Glenwood Springs Mayor Mike Gamba outside City Hall. Mike's older brother, Mark, is mayor of his hometown as well, Milwaukie, Oregon, outside of Portland.
Collen O’Neil | Post Independent

Glenwood Springs City Council has added a new item on its bi-weekly, public meeting agenda — “Conflict of Interest Disclosure.”

At Thursday’s regular City Council meeting, following the Pledge of Allegiance and before citizens may speak to their elected officials regarding items not already on the evening’s agenda, the mayor and councilors will have an opportunity to let their constituents know of any conflict of interest related to any items up for information, discussion and/or action.

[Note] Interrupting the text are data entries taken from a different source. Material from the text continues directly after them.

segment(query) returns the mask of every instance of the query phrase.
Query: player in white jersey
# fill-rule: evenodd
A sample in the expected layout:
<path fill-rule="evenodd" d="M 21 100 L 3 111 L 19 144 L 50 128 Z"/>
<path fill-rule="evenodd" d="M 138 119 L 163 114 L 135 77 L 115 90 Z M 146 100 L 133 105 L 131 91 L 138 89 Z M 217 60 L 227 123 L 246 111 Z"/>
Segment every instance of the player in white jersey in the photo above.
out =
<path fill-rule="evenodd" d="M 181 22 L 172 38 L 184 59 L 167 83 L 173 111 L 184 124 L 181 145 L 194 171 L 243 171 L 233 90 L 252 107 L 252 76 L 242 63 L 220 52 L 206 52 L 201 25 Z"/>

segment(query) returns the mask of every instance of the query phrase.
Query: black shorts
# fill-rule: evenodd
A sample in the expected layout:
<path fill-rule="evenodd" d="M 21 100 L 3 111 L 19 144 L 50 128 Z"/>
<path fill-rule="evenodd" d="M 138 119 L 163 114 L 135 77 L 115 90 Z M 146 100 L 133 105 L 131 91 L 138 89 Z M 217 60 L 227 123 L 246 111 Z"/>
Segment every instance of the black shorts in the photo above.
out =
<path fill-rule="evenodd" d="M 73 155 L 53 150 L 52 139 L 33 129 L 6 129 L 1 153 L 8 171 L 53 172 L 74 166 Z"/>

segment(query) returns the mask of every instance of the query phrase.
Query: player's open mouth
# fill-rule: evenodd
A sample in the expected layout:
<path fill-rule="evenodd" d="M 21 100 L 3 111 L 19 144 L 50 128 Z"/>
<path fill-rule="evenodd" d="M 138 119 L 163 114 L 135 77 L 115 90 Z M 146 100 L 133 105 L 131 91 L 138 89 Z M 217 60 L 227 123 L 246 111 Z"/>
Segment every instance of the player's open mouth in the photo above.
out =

Glenwood Springs Mayor Michael Gamba told the Post Independent Wednesday that the new, standing item grew out of a general discussion by council regarding “whether or not other council members had conflicts of interest on certain topics.

“As a result, we have decided to put this in as a regular agenda item preceding every meeting, during which time each council member will identify any potential conflicts that they have with any items on the agenda prior to the meeting,” Gamba said.

When asked if the recent decision had anything to do with discussions in recent months about policies governing vacation rentals in Glenwood Springs, Gamba replied, “That was one of the issues that one council member raised that they believed that another council member had a conflict.”

He added, “That was one of those issues; there were a number of issues.”

The Glenwood Spring’s Municipal Code covers conflicts of interest, disclosure and disqualification, stating, “Any Council Member with a substantial interest in a transaction with the City shall give notice of the interest to the City Council and to the City Manager as soon as reasonably possible after the interest has risen.”

Furthermore, the city’s Municipal Code defines “substantial interest,” in this specific case, as, “Any present interest by a Council Member or appointee, including without limitation a pecuniary interest in the outcome of a transaction or a family relation with a person directly involved in a transaction, which would cause a reasonably prudent person observing the transaction to expect a marked tendency by the Council Member or appointee to make a decision other than an objective decision.”

However, “The term substantial interest shall not be construed to include an interest which is purely speculative or hypothetical.”

“We have just now begun to ask councilors at the beginning of regular meetings to self-identify where they have a conflict of interest, and that is a critical step forward,” Ward 2 City Councilor Rick Voorhees said.

“What the public should demand is that councilors will not try to influence any agenda item in which they are conflicted, and that should include leaving the discussion,” Voorhees said. “That is a high bar during public meetings, but means also that councilors should be bound not to say or do anything prior to that meeting that could be seen as an attempt to influence that decision.”

Ward 5 City Councilor Jonathan Godes told the Post Independent, “When I worked for other municipalities, the internal standard and expectation was that anyone associated with the city — council, board, commissions, staff — who had an appearance of a conflict of interest, should recuse themselves.

“Our council does not share this same standard, but has taken steps lately to publicly disclose if they have an interest that could give the appearance of a conflict,” Godes said.

Voorhees additionally stated that, “Our public also needs to know that it is not automatically illegal or unethical for councilors to have a financial conflict of interest in decision items. Potential conflicts in property and business ownership by individual councilors and/or their immediate families cannot be avoided in our small town.”

That was a sentiment Godes and Gamba seemed in line with, as well.

“So many of us on council are professionally tied to real estate and development projects,” Godes said. “It is difficult to have all of these projects we are trying to do right now, without bumping against someone’s interest somewhere in town.”

Added Gamba, “I have recused myself a number of times, as have other council members. Because we have a conflict does not mean that there is something inappropriate going on.”